Training Induced Muscle-Adipose EV Communication

Overview

This study examines how muscle cells communicate with fat cells through tiny packages called extracellular vesicles (EV) during exercise. These vesicles carry important molecules that may affect how the body processes sugar and fat. The research team observed significant variability in the adipose response to exercise, and used this variability to gain further insight into the mechanism through which mature microRNA-1 (miR-1) changes in adipose tissue. The investigators selected six subjects with the highest increase in miR-1 abundance in adipose tissue after exercise and compared them with the six subjects that had the most dramatic decrease in miR-1 abundance after exercise. The research team observed that participants intrinsically vary in their ability to endocytose EV into adipose tissue. It is unclear whether this variance in receptivity is a cause or consequence of the significant difference in EV-delivery of miR-1 to adipose tissue.

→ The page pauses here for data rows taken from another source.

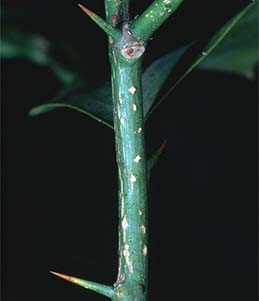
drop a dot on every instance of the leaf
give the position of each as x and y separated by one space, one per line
198 57
94 101
33 47
156 74
238 52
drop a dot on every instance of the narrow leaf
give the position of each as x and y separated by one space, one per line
107 28
95 102
104 290
156 74
238 52
200 56
32 47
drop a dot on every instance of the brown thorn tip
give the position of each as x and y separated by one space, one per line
65 277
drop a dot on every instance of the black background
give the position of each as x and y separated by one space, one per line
59 186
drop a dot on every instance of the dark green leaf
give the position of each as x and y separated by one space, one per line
95 102
152 161
156 74
202 54
33 47
238 52
98 103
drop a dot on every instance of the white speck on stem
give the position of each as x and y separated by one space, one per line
143 229
133 179
126 254
145 250
124 227
120 98
137 159
132 90
122 204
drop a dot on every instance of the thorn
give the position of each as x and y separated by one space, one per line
108 29
66 277
105 290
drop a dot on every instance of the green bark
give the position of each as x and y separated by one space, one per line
131 159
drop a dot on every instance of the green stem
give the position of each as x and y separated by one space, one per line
131 159
117 11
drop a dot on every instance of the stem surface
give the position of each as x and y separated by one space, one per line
126 60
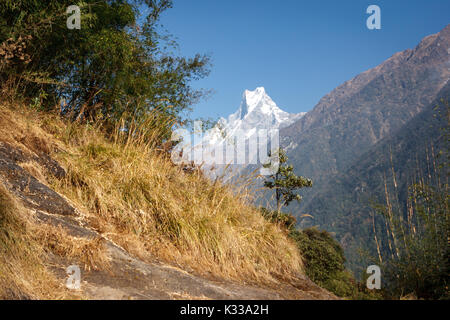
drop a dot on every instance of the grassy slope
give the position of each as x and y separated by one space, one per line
135 196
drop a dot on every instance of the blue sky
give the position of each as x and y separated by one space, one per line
298 50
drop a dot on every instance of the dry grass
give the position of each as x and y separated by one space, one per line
90 253
135 196
22 271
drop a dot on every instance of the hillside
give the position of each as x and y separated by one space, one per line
138 226
343 131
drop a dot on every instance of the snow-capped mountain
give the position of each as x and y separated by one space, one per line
257 113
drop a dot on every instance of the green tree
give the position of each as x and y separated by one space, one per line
285 182
117 66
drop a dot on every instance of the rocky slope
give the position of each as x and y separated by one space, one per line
122 275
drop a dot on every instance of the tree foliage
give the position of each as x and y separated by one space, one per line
117 65
285 182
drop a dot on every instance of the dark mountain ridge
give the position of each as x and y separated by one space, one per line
343 143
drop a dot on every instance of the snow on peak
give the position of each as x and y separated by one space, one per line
258 110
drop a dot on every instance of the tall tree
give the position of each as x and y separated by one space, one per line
116 65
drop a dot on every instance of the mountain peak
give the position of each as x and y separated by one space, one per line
256 100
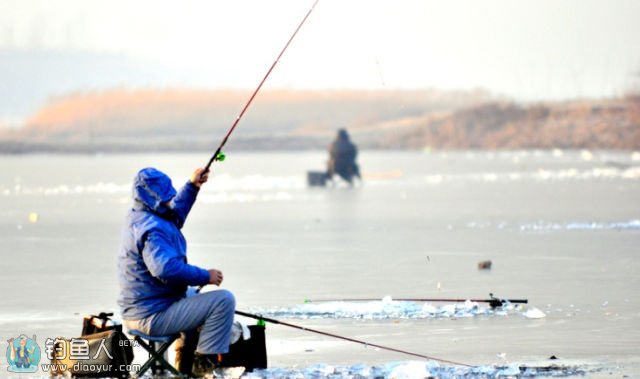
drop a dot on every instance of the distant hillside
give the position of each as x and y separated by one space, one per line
611 124
185 120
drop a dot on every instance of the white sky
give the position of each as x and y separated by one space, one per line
526 49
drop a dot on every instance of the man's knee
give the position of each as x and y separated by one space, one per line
223 299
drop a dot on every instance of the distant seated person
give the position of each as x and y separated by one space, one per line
342 158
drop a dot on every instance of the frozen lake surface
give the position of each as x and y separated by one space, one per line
561 228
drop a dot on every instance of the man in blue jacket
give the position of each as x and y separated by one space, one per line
154 273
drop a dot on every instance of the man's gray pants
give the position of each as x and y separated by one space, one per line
212 311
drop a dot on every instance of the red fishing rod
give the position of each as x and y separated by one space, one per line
278 322
218 155
493 301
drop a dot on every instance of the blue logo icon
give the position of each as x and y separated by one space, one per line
23 354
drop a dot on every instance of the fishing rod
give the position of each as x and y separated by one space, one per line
278 322
219 155
493 301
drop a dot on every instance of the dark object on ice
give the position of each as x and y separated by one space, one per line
92 324
250 354
342 158
317 178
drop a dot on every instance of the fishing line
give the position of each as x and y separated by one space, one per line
278 322
218 155
494 302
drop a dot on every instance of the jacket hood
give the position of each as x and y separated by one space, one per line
153 189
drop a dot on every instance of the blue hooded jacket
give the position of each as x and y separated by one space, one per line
152 264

This study investigates muscle-derived extracellular vesicle (EV) communication with adipose tissue and how this pathway is altered in pre-diabetes. The investigators will recruit 80 participants (40 euglycemic controls, 40 pre-diabetic) aged 30-55 years, equally distributed by sex. Pre-diabetes will be defined as impaired fasting glucose (100-125 mg/dL), impaired glucose tolerance (2-hour oral glucose tolerance test (OGTT) 140-199 mg/dL), or HbA1C 5.7-6.4%. Following informed consent and medical screening at the Center for Clinical and Translational Sciences, participants will undergo baseline blood draw and tissue biopsies (subcutaneous adipose and vastus lateralis muscle) one hour prior to exercise. The resistance exercise protocol consists of whole-body resistance training at 80% 1RM (repetition maximum) intensity including bench press, leg press, and pull-downs. Blood samples will be collected immediately post-exercise and at 30, 60, and 90 minutes. Post-exercise biopsies will be obtained approximately 60 minutes after exercise cessation. Laboratory analyses will include: (1) microRNA-1 (miR-1) quantification in adipose tissue by quantitative reverse transcription polymerase chain reaction (qRT-PCR) as the primary validated outcome of EV uptake; (2) fluorescently-labeled EV uptake assessment in cultured adipocytes using microscopy; (3) RNA sequencing (RNA-seq) of adipose tissue to identify transcriptomic signatures associated with EV uptake capacity; (4) primary cell culture studies using adult-derived human adipocyte stem cells (ADHASC); and (5) EV isolation and characterization using size exclusion chromatography and density gradient centrifugation.